Founded to support African-American literature and named after celebrated black writers Zora Neal Hurston and Richard Wright, the nonprofit Hurston/Wright Foundation marked its 25th anniversary with the appointment of a new executive director. The foundation also announced the winners of the annual H/W Legacy Awards, given for literary achievement.

Deb Heard, a former editor on the Washington Post Style page, has been named executive director of H/W, beginning in January 2016. She will succeed Marita Golden, a novelist and a cofounder of the Hurston/Wright Foundation. Golden is stepping down after two years in the position.

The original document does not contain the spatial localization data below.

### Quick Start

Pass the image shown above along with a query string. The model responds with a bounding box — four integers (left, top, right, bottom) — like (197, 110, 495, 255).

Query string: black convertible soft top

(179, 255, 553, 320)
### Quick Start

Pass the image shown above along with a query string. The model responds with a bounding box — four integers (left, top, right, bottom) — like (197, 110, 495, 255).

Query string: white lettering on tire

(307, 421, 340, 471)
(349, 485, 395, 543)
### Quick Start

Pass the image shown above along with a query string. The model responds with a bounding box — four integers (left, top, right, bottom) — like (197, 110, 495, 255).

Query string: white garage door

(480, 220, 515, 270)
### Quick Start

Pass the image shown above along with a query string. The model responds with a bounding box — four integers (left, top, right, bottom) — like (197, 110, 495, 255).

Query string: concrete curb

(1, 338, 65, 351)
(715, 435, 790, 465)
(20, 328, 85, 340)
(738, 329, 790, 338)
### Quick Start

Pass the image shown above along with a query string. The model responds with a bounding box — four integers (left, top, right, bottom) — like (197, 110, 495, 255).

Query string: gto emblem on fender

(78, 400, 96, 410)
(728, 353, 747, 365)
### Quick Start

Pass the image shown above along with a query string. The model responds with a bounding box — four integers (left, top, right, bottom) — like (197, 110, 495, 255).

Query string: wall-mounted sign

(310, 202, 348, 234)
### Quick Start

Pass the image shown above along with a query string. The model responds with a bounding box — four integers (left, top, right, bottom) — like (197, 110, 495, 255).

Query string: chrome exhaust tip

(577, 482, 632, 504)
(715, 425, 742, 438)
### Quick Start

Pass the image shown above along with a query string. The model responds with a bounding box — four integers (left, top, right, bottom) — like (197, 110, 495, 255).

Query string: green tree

Golden noted that Heard began working with H/W as a volunteer, eventually becoming secretary of the board. Heard was chosen, Golden said, because of “her years working in the corporate world combined with her passion for literature.” Golden said she’s leaving the position because “I feel gratified by our track record and by the fact that I can step down and feel that the organization has in place a talented leadership team.”

Golden took the helm at H/W in 2013, when former executive director and cofounder Clyde McElvene abruptly resigned. In the wake of the resignation, Golden said H/W has made some changes. In particular, the foundation has “worked to rebuild the board and advisory board with a focus on bringing into the organization dedicated lovers of black literature who could bring the kinds of administrative, fund-raising, and development skills we needed.”

One of the foundation’s activities is sponsoring the H/W Legacy Awards, annual literary prizes presented to the best African-American-focused books of the year. The awards were presented last week at a gala ceremony at the Washington Plaza Hotel in Washington, D.C.

The 2015 Legacy Award for Fiction was presented to Laila Lalami for The Moor’s Account, the fictional memoirs of a 16th-century black explorer (Vintage); the nonfiction prize was awarded to Elizabeth Nunez for Not for Everyday Use, a probing memoir focused on Nunez’s Trinidadian parents (Akashic); and the poetry prize was awarded to Claudia Rankine for her much-lauded work of essayistic verse, Citizen: An American Lyric (Graywolf), which was also the NBCC poetry winner and an NBA poetry finalist.

The Hurston/Wright Legacy Awards, Golden explained, were originated in 2002 by the late author and H/W board member E. Lynn Harris. The foundation also sponsors the H/W Award for College Writers, a cash prize for black college students, which has been presented to 70 emerging writers since 1990—including last year’s winner, Brittany Bennett, whose debut novel will be published by Riverhead next spring. Other writers recognized by the college award include Tayari Jones, Mitchell Jackson, and Pen-Faulkner nominee William Henry Lewis. The organization also sponsors H/W Writers’ Week, a multigenre summer workshop for back writers, whose alumni include novelists Dolen Perkins Valdez and Ravi Howard.

After 25 years, Golden said the H/W Foundation’s mission remains the same: “to discover, mentor, and honor black writers. In the largest sense we are committed to continually providing programs that provide a sustaining community for black writers at any point in their career.”